The defendant drove back to Dublin and gardaí stopped his car on the Swords exit of the M1, and found a large quantity of cash inside different plastic bags.

Asked if it everything in the car belonged to him he replied: “No, I was asked to collect the bag, I was getting €500 for it. I have no idea what was in it. I was told it would only be money. A fella just handed it to me.”

During questioning he told gardaí he had a chronic coke addiction and had built up a drug debt.

He said while he was now clean, there was money outstanding and that some of the debt was to be scratched off in return for his participation in this operation.

He told gardaí he was afraid of the people he owed money to, saying “the whole reason I am in this mess is because I’m terrified of them.”

Oisin Clarke BL, defending, said his client suffered from sleep apnea and was using cocaine to “calm him down”. He said he kept his cocaine habit from even his family but his increasing use caused him to build up the drug debt.

Mr Clarke asked the court to take into consideration his client’s lesser role in the operation and that he was not the target of the operation.

“He was not on the garda radar, he was in the wrong place at the wrong time doing the wrong thing,” Mr Clarke said.

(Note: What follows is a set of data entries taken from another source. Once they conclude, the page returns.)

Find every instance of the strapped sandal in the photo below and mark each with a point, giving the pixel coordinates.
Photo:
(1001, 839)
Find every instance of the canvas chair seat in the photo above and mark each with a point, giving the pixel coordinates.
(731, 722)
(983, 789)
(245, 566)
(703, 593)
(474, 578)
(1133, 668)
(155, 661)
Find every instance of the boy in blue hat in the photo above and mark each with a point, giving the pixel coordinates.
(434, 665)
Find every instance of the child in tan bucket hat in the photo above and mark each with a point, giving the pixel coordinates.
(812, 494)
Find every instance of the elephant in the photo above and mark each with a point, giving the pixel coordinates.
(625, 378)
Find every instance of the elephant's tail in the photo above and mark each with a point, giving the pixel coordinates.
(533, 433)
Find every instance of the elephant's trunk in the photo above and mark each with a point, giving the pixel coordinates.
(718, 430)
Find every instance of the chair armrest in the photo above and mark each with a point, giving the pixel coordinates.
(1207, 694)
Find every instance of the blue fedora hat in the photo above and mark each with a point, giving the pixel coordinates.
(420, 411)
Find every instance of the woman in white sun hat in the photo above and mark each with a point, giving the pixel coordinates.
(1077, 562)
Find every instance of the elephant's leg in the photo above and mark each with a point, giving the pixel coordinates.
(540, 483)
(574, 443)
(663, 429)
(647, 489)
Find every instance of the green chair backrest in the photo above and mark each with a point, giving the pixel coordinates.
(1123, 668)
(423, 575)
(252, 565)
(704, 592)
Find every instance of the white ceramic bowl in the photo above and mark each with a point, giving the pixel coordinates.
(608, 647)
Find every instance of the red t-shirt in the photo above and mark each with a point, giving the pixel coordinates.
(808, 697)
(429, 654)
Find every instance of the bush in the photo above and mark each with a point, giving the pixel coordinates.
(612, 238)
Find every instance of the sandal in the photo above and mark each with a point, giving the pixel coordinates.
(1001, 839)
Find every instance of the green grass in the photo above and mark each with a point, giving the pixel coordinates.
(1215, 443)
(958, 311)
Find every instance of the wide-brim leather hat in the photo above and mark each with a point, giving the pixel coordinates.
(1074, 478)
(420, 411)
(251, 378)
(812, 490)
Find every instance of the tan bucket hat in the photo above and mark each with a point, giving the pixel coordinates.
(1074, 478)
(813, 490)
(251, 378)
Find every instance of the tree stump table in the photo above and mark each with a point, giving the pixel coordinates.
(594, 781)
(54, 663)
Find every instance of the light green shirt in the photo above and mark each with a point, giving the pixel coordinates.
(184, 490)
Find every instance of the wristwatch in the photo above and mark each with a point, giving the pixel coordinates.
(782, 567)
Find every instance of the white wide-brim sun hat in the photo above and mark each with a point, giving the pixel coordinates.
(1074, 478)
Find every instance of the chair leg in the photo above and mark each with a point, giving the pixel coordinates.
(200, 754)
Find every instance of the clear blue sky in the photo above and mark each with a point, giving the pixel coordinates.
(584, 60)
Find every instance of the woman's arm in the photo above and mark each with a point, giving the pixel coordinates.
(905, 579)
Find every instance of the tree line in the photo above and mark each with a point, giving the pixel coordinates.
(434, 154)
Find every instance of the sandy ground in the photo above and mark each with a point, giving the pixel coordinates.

Judge Pauline Codd said that the amount of money was significant and while Greene was acting merely as “a foot soldier”, criminal organisations needed foot soldiers to operate.

She noted evidence that Greene was “highly psychologically vulnerable” at the time and was in fear for his life over drug debts.

She suspended the final year of a three-year prison term on condition that Greene keep the peace and be of good behaviour.

The court heard that Jameson previously received a three-and-a-half year prison sentence for his role in the operation.